Angle-insensitive multilayer metacoating with dual-band selective emission for infrared camouflage and radiative cooling

Abstract

The mid-infrared (MIR) spectral region, covering the atmospheric transmission windows (ATWs) of 3–5 μm (mid-wavelength infrared, MWIR) and 8–13 μm (long-wavelength infrared, LWIR), is critical for applications such as infrared camouflage and radiative cooling due to its low atmospheric absorption. Here, we present a high-efficiency, deep-subwavelength multilayer metacoating (MMC) designed for dual-band emission in the MWIR and LWIR ATWs.
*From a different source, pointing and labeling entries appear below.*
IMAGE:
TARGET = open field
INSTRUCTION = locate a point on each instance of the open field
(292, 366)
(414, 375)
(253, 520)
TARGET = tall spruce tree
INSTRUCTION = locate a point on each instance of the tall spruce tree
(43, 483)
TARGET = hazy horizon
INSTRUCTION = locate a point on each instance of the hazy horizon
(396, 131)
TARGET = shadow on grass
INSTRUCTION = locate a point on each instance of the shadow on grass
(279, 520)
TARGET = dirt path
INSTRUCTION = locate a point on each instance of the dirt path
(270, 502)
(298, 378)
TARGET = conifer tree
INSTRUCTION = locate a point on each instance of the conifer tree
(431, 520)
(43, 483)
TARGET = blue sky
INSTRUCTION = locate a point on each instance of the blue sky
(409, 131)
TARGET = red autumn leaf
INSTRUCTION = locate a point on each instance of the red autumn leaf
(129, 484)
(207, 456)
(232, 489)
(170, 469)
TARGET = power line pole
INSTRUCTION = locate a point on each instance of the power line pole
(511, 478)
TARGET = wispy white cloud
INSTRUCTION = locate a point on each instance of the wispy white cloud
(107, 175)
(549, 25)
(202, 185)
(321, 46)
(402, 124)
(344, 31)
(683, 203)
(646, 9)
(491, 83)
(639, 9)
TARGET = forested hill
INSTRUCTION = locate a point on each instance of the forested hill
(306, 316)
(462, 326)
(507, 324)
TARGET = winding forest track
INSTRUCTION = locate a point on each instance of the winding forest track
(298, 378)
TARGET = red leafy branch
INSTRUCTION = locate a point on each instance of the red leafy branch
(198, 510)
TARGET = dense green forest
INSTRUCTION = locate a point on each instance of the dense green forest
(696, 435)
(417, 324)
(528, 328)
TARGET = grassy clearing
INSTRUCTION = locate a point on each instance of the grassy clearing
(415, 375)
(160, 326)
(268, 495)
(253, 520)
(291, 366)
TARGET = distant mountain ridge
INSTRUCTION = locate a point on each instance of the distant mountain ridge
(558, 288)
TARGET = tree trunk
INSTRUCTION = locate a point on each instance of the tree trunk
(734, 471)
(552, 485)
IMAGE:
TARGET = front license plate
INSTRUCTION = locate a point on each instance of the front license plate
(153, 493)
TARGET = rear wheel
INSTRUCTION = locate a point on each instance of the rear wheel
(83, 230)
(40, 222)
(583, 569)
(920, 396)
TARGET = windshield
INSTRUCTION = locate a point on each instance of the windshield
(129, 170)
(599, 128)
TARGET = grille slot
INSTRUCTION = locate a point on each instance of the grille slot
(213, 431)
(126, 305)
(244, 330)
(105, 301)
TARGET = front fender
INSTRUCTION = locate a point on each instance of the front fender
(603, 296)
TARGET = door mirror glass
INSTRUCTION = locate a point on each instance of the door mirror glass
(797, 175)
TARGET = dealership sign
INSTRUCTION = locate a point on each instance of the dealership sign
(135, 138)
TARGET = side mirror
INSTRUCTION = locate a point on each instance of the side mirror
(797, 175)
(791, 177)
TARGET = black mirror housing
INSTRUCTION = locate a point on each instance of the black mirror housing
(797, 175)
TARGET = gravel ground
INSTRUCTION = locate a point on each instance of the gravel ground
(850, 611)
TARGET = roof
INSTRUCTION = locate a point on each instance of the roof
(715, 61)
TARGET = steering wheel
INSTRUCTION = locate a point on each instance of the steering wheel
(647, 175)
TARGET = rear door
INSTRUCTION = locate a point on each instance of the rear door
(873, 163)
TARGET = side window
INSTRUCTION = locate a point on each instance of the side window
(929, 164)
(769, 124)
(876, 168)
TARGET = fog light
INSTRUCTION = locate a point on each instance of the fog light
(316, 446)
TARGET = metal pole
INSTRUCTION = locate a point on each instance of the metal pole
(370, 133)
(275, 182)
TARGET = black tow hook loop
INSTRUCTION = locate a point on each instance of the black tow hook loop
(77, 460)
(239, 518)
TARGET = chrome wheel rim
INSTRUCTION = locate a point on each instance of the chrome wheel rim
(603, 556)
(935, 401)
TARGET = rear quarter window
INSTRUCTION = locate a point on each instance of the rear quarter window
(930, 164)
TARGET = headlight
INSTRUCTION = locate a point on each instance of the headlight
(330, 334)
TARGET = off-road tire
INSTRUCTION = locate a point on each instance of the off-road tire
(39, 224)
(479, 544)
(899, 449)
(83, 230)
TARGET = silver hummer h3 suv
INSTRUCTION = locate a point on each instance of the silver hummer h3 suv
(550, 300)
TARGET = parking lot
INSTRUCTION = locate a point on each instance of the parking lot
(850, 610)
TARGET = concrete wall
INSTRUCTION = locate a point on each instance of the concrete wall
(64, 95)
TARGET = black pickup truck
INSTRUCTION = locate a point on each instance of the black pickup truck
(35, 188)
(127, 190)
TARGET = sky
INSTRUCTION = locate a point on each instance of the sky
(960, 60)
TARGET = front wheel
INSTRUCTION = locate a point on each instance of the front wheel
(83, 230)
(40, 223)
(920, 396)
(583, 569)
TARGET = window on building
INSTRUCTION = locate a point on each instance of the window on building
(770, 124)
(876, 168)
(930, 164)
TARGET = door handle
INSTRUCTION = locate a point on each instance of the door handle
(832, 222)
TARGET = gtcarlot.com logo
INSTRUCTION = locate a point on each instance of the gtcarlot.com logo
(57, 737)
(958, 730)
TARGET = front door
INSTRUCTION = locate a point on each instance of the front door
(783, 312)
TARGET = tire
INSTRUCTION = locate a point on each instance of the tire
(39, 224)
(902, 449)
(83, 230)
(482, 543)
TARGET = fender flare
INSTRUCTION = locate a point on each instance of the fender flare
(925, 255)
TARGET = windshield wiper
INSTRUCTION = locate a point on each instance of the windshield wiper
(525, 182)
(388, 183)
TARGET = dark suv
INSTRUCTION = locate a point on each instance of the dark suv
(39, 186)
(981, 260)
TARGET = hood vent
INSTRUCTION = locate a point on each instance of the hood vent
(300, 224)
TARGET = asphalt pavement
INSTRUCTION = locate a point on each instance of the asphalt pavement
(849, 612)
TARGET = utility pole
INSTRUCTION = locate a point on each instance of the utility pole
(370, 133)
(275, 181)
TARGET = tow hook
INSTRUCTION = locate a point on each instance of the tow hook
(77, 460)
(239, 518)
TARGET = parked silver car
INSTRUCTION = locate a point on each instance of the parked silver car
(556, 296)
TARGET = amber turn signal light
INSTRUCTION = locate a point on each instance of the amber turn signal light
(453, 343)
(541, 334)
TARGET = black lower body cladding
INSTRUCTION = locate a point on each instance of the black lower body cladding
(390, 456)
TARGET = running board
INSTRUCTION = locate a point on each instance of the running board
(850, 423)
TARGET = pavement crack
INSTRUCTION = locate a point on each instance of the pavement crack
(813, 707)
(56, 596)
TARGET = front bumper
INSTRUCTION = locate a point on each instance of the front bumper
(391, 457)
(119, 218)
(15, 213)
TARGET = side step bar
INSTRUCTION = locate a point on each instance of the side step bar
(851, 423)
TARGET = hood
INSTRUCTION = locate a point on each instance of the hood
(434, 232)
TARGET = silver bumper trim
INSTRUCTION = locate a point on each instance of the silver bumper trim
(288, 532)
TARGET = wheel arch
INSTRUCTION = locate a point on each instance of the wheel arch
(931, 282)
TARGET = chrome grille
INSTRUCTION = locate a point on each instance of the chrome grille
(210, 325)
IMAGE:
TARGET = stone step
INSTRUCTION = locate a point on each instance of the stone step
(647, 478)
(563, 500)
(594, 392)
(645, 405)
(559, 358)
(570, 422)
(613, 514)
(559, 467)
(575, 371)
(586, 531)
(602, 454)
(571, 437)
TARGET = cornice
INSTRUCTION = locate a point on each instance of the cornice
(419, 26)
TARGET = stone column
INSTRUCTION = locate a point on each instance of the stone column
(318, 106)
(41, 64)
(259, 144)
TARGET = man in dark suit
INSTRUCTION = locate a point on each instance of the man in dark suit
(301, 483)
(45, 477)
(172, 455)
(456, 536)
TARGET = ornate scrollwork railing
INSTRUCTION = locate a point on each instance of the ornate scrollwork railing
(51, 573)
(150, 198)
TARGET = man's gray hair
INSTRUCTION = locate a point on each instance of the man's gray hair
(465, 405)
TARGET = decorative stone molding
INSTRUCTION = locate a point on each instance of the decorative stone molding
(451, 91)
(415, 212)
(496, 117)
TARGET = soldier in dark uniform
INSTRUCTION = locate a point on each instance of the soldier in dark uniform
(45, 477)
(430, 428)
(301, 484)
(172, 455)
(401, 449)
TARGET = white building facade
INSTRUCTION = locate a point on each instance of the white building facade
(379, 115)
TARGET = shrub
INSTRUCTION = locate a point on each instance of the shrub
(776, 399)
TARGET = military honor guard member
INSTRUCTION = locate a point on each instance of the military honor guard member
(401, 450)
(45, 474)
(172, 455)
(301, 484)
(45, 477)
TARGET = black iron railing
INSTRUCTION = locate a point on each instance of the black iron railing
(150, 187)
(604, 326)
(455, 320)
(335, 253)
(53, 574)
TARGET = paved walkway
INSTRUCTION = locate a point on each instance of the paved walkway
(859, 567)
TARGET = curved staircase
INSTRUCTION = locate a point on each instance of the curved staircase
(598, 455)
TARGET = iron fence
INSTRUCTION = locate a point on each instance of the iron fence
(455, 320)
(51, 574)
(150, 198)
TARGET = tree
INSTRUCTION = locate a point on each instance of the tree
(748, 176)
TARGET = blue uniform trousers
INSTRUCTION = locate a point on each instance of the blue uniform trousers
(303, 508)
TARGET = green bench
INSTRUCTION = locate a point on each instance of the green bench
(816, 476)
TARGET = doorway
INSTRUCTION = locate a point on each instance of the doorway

Through selective impedance matching, the quad-layer MMC achieves average emissivities of 0.79 in the MWIR and 0.83 in the LWIR ATWs, while suppressing emissivity to 0.33 in the non-ATW range of 5–8 μm. Experimental results confirm these findings, which arise from electromagnetic localization within the multilayer architecture and dissipation in lossy materials (Ti and Cr). Notably, the emitter exhibits angle-insensitive performance, maintaining emissivities of 0.65 (MWIR) and 0.72 (LWIR) at incidence angles up to 70°, and demonstrates effective LWIR camouflage against high-emissivity backgrounds. Theoretical analysis further reveals its potential for nighttime radiative cooling. This work advances scalable, low-cost metacoatings for dual-functional infrared technologies, addressing key challenges in military signature management, thermal regulation, and energy-efficient aerospace systems.